A professor at the University of San Francisco argues that female professors should receive additional compensation for their “emotional labor.”
University of San Francisco professor Brandi Lawless argued in an academic journal article that female academics should receive additional compensation for their “emotional labor.”
The journal article, which was recently highlighted in a piece by Campus Reform reporter Toni Airaksinen, opens with a description of an email exchange that Lawless had with a student who had recently lost a close family member. Lawless was shocked when the student wasn’t satisfied with the level of emotional support that she provided in her first response email.
A student wrote to me recently to say that a close family member had passed away and that she would be missing class. I wrote back to tell her what she would be missing and added a “I’m so sorry this happened,” before sending the email. Her reply suggested that I had not expressed appropriate concern and did not care enough. She explained, “As my teacher and advisor I expected that you would reach out and offer more social support.” I was shocked and hurt. I had to wonder whether she expected additional emotional labor because I am a communication studies professor, a woman, or a combination of both. My next email took a different tone and offered her the emotional caretaking that she requested. I later spent more time meeting with this student in person, to heal wounds and move forward. I chose to spend a lot of time building and maintaining this relationship—time that I felt the student expected of me.
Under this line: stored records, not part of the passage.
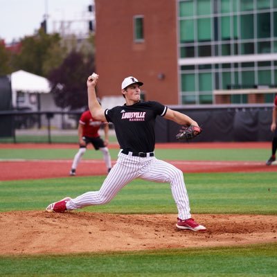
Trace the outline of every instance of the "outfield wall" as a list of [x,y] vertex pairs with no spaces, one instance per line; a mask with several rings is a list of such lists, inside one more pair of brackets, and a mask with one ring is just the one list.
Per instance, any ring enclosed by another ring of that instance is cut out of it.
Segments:
[[[273,137],[273,134],[270,132],[273,105],[169,107],[187,114],[202,127],[203,133],[194,140],[195,142],[269,141]],[[0,111],[0,125],[8,117],[14,123],[12,133],[15,134],[13,138],[6,139],[6,137],[10,136],[5,135],[3,130],[1,131],[0,142],[11,142],[11,140],[14,142],[21,142],[22,139],[24,142],[33,142],[35,136],[35,141],[37,143],[51,143],[55,141],[52,138],[56,134],[55,132],[59,133],[59,130],[75,130],[77,134],[80,114],[80,111]],[[60,125],[62,127],[57,127],[59,125],[57,123],[64,122],[65,118],[71,118],[74,124],[70,126],[68,124],[62,124]],[[179,129],[177,124],[158,116],[155,128],[157,142],[176,142],[175,136]],[[19,129],[30,133],[29,138],[28,136],[23,138],[17,137],[16,134]],[[44,131],[45,134],[42,134],[41,131]],[[34,132],[37,133],[37,136],[32,135]],[[72,142],[64,134],[64,132],[60,132],[59,142]],[[28,139],[33,141],[29,141]],[[73,141],[75,141],[75,138]]]
[[[272,105],[211,105],[193,107],[172,106],[188,115],[202,127],[203,133],[194,141],[269,141]],[[159,117],[156,140],[159,143],[176,142],[179,126]]]

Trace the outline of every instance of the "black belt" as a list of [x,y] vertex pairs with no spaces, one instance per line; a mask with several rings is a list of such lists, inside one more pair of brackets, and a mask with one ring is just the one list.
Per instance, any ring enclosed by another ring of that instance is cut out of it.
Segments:
[[150,152],[148,153],[145,153],[144,152],[129,152],[128,150],[122,150],[121,153],[125,154],[125,155],[130,155],[133,157],[140,157],[141,158],[145,158],[146,157],[154,157],[154,152]]

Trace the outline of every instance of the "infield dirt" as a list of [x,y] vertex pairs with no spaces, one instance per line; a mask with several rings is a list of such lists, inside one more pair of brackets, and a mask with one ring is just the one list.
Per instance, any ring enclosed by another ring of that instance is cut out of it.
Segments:
[[[268,143],[263,147],[268,147]],[[1,179],[68,176],[70,162],[1,161]],[[91,163],[96,161],[80,165],[80,176],[93,174],[91,169],[96,166],[91,167]],[[97,166],[98,173],[103,174],[105,168],[103,162],[100,163]],[[185,172],[277,170],[277,167],[265,166],[262,163],[213,162],[202,166],[203,162],[189,163],[172,161]],[[28,175],[30,168],[31,174]],[[0,213],[0,255],[136,251],[277,242],[276,215],[193,216],[197,222],[206,226],[206,232],[177,230],[176,215],[118,215],[82,211],[62,214],[44,211]]]

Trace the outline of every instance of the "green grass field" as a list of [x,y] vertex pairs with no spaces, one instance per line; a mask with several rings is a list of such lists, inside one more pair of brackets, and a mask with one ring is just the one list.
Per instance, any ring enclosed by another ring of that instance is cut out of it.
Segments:
[[[0,150],[0,159],[71,159],[75,150]],[[117,150],[111,151],[116,159]],[[157,150],[165,159],[265,161],[264,150]],[[87,159],[102,159],[87,151]],[[45,155],[45,157],[44,157]],[[185,173],[193,213],[277,216],[277,168],[272,172]],[[99,188],[105,177],[0,181],[1,213],[42,210],[55,199]],[[47,184],[47,186],[46,186]],[[82,211],[176,213],[168,184],[135,180],[110,203]],[[215,221],[216,224],[216,221]],[[2,233],[2,239],[8,234]],[[70,243],[70,242],[69,242]],[[1,276],[277,276],[277,242],[235,247],[0,256]]]

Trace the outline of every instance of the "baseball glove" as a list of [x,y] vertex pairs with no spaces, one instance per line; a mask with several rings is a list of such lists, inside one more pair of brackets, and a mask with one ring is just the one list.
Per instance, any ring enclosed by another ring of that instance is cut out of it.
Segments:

Lawless uses the article to argue that “emotional labor” is just as valuable as teaching, grading papers, and doing research. Because of this, Lawless believes that female professors should make more than their male counterparts. Why only women? Because, according to Lawless, female professors are burdened by an alleged social tendency of humans to associate females with the emotional support that mothers often provide to others.
“For most academics, compensation is distributed based on teaching, research, and service,” Lawless wrote. “Including emotional labor in all of these categories paves the way for direct and indirect compensation such as course releases and service relief.”